On May 18, 2018, the Colorado legislature sent HB 18-1128, an Act Concerning Strengthening Protections for Consumer Data Privacy, to the governor’s desk for execution. The bill is one of a number of recent efforts by states to respond to a slew of high profile breaches announced this year, including Equifax, Facebook, Panera Bread, Under Armour and – well, you get it.
The bill mimics a trend of inching toward the heightened and more specific standards employed by the EU’s General Data Protection Regulation. For example, HB-18-1128 replaces an ‘as soon as practicable’ breach notification requirement with a deadline of not later than 30 days from the date a breach is determined to have occurred. That’s more latitude than GDPR’s seemingly impossible 72-hour time limit (where feasible, of course), but it is another indication of regulators’ insistence on firm, identifiable timelines.

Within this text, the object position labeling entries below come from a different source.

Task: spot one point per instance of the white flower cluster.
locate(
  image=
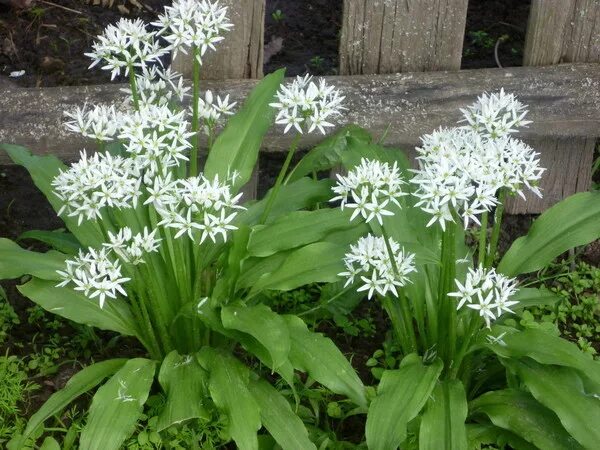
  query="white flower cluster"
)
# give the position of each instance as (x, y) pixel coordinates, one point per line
(211, 108)
(496, 115)
(125, 45)
(462, 169)
(158, 86)
(131, 248)
(306, 105)
(95, 182)
(486, 291)
(369, 188)
(370, 260)
(97, 274)
(99, 122)
(156, 137)
(188, 23)
(195, 205)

Also like the GDPR, the Colorado bill explicitly mandates that data is maintained “no longer than needed,” an example of the growing trend toward data minimization. With respect to security measures themselves, the bill requires “reasonable security procedures and practices that are appropriate to the nature of the personal identifying information and the nature and size of the business and its operations,” a ‘commercially reasonable’ standard of sorts that also mirrors the GDPR (appropriate technical and organizational measures in light of a host of factors). Want one more similarity? The bill requires covered entities to mandate implementation of reasonable security measures by third party service providers, another trend reflected both in the GDPR and newer legislation being passed or proposed around the country.
Another interesting facet of HB-1128 is its specifically stated set of requirements for the content of data breach notifications. This may be, however, something of a double edged sword. While the bill will render notifications more consistent for Colorado residents, as this level of specificity is adopted by additional states, the already difficult prospect of multi-state breach notification compliance is exacerbated.
My takeaway: If you maintain consumer data, you should review the current state of the law in your jurisdiction and assess your policies and procedures for compliance, even you’ve done so in the last 12 months. The combination of very high profile breaches in 2018 and the EU’s enactment of the GDPR have privacy at the forefront for regulators and law-makers. With South Dakota and Alabama having just become the last two states to adopt their first breach notification laws, we can expect many states to revisit older legislation in the next 12-24 months.